The panel also affirmed Goldsmith’s ruling that the law’s fluctuating employee-contribution formula does not run afoul of the California Constitution’s non-diminution clause, which provides that the “salaries of elected officers may not be reduced during their term of office.”
Banke wrote, “The parties have cited no California case, nor are we aware of one, that has considered whether an increased payroll deduction, resulting in a commensurate reduction in a judge’s take-home pay, violates our state’s non-diminution clause.”
However, the justices looked to the U.S. Supreme Court’s decision in United States v. Hatter, which laid out a framework for determining whether requiring judges to pay Medicare and Social Security taxes violates the federal Compensation Clause.

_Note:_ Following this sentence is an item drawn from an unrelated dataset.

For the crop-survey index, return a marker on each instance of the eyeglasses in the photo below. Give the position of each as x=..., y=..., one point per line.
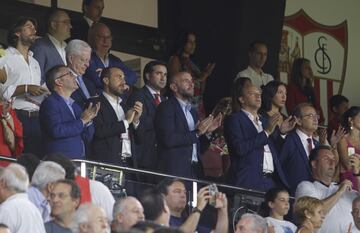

In the McGlynn case, the appellate panel found the law has widespread effect, was enacted to address the state’s pension problem, and unlike Social Security, JRS II has always been a contributory system. Taken together, the justices said, the new pension scheme doesn’t appear to single out judges.
“On the contrary, state judges are bearing the same financial obligation imposed on virtually every other state employee eligible to participate in a state retirement system,” Banke wrote.
The judges’ attorney, Costantin Kerestenzis with Beeson, Taylor & Bodine in Oakland, did not return an email seeking comment.